A nourishing bowl with caramelized squash, quinoa, fresh vegetables, and honey-lime drizzle, perfect for any meal.
# What You Need:
→ Roasted Butternut Squash
01 - 1 large butternut squash (approximately 2 pounds), peeled, seeded, and cubed
02 - 2 tablespoons olive oil
03 - 2 tablespoons honey
04 - ½ teaspoon ground cinnamon
05 - ½ teaspoon smoked paprika
06 - ½ teaspoon salt
07 - ¼ teaspoon ground black pepper
→ Quinoa
08 - 1 cup quinoa, rinsed
09 - 2 cups vegetable broth or water
10 - ¼ teaspoon salt
→ Bowl Assembly
11 - 2 cups baby spinach or kale, chopped
12 - 1 cup cherry tomatoes, halved
13 - ½ cup thinly sliced red onion
14 - ⅓ cup roasted pumpkin seeds (pepitas)
15 - ¼ cup crumbled feta cheese (optional)
→ Honey-Lime Drizzle
16 - 2 tablespoons honey
17 - 2 tablespoons lime juice (approx. 1 lime)
18 - 1 tablespoon olive oil
19 - ½ teaspoon Dijon mustard
20 - Pinch of salt and ground black pepper
# How To Make It:
01 - Preheat oven to 425°F. Line a baking sheet with parchment paper.
02 - In a large bowl, combine cubed butternut squash with olive oil, honey, cinnamon, smoked paprika, salt, and black pepper. Toss until evenly coated.

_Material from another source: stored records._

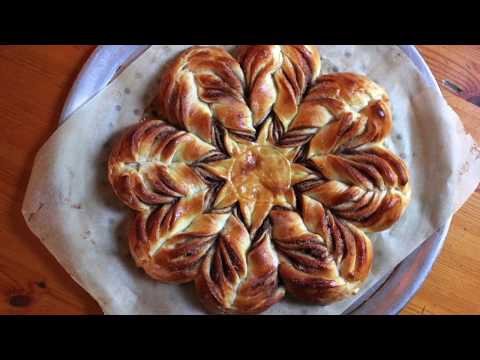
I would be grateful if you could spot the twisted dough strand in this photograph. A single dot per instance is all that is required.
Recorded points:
(277, 77)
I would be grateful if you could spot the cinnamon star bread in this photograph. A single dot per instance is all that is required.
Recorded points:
(260, 177)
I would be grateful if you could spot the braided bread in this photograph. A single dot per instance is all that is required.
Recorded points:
(262, 178)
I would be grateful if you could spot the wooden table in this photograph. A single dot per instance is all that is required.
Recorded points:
(35, 81)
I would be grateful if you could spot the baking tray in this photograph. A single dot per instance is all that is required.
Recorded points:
(390, 295)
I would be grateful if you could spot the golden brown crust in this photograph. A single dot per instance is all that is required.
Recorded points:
(277, 77)
(200, 86)
(250, 204)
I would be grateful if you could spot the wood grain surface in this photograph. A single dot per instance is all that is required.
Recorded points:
(35, 81)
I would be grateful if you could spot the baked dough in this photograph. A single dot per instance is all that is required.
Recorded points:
(260, 177)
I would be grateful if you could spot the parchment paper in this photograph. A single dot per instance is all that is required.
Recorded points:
(69, 204)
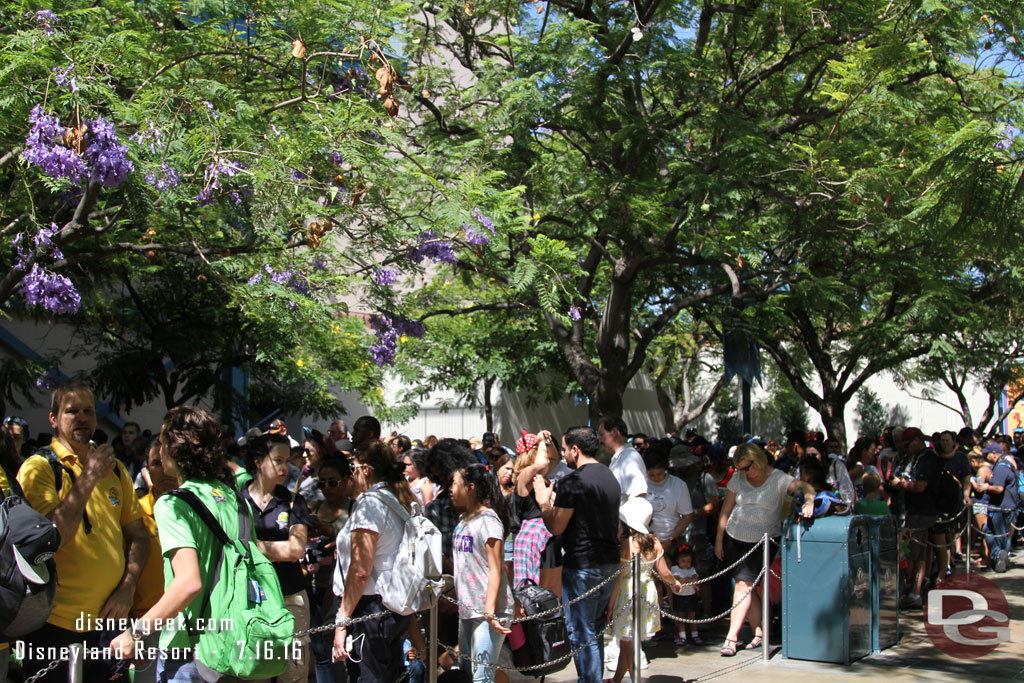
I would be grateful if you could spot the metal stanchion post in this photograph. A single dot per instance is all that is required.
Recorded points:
(75, 663)
(637, 607)
(765, 603)
(432, 645)
(967, 551)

03 - Spread the squash in a single layer on the prepared baking sheet. Roast for 25 to 30 minutes, flipping halfway through, until golden and caramelized.
04 - While the squash roasts, bring quinoa, vegetable broth, and salt to a boil in a saucepan. Reduce heat, cover, and simmer for 15 minutes. Remove from heat, let stand 5 minutes, then fluff with a fork.
05 - Whisk together honey, lime juice, olive oil, Dijon mustard, salt, and black pepper in a small bowl until smooth.
06 - Divide cooked quinoa evenly among four bowls. Top with roasted butternut squash, chopped greens, cherry tomatoes, red onion, and pumpkin seeds. Sprinkle feta cheese on top if desired.
07 - Drizzle the honey-lime dressing over each bowl just before serving.